The DimmWitted high-speed sampler

This document briefly presents DimmWitted, a high-speed Gibbs sampler for DeepDive.

In deepdive.conf, you can swap the default sampler executable with something else follows:

deepdive.sampler.sampler_cmd: "/path/to/your/sampler gibbs"

Sampler arguments

The sampler executable can be invoked independently of DeepDive. The following arguments to the sampler executable can be used:

-q, --quiet
    Quiet output

-c <int>,  --n_datacopy <int> (Linux only)
    Number of data copies.  One or more NUMA nodes can hold a copy of the
    factor graph and their CPU cores run the threads.  This argument
    specifies how many partitions the NUMA nodes should be grouped into.
    Default is to keep a copy of the factor graph in every NUMA node.

-t <int>,  --n_threads <int>
    Number of threads to use.  Defaults to zero (0) which uses all
    available threads.  The number of threads are equally divided and
    assigned to each data copy when --n_datacopy is greater than 1.

-w <weightsFile> | --weights <weightsFile>
    Weights file (required)
    It is a binary format file output by DeepDive.

-v <variablesFile> | --variables <variablesFile>
    Variables file (required)
    It is a binary format file output by DeepDive.

--domains <domainsFile>
    Categorical variable domains file (optional)
    It is a binary format file output by DeepDive.

-f <factorsFile> | --factors <factorsFile>
    Factors file (required)
    It is a binary format file output by DeepDive.

-m <metaFile> | --fg_meta <metaFile>
    Factor graph meta data file file (required)
    It is a text file containing factor graph meta information
    as well as paths to weight/variable/factor/edge files.

-o <outputFile> | --outputFile <outputFile>
    Output file path (required)

-i <numSamplesInference> | --n_inference_epoch <numSamplesInference>
    Number of iterations (epochs) during inference (required)

-l <learningNumIterations> | --n_learning_epoch <learningNumIterations>
    Number of iterations (epochs) during weight learning (required)

-a <learningRate> | --alpha <learningRate> | --stepsize <learningRate>
    The learning rate for gradient descent (default: 0.1)

-d <diminishRate> | --diminish <diminishRate>
    The diminish rate for learning (default: 0.95).
    Learning rate will shrink by this parameter after each iteration.

-b <regularizationParameter> | --reg_param <regularizationParameter>
    The l2 regularization parameter for learning (default: 0.01).

--sample_evidence
    Output probablities for evidence variables.

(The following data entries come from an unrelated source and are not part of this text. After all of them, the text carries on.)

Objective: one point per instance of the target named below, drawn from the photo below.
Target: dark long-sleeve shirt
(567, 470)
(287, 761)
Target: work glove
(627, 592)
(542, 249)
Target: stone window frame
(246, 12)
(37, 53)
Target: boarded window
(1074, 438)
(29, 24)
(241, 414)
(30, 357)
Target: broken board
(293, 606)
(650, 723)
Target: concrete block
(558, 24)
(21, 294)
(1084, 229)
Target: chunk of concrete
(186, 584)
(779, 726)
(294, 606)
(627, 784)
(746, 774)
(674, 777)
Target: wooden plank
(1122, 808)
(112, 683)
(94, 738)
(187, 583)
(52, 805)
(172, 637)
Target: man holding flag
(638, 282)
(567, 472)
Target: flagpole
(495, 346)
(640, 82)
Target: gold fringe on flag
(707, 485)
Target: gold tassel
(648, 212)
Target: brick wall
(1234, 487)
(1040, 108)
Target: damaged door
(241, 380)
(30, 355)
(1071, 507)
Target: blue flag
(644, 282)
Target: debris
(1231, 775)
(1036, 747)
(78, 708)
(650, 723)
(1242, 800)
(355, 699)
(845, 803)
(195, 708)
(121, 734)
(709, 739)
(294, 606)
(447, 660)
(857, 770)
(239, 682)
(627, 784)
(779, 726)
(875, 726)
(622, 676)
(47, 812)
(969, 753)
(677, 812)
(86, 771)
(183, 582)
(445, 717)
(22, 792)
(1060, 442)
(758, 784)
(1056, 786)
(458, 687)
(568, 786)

Default is off, i.e., output
    only contains probabilities for non-evidence variables.

--learn_non_evidence
    Sample non-evidence variables during learning. Default if off. This option
    should be turned on if there exists a factor connecting evidence and non-evidence
    variables.

You can see a detailed list by running deepdive env sampler-dw gibbs --help.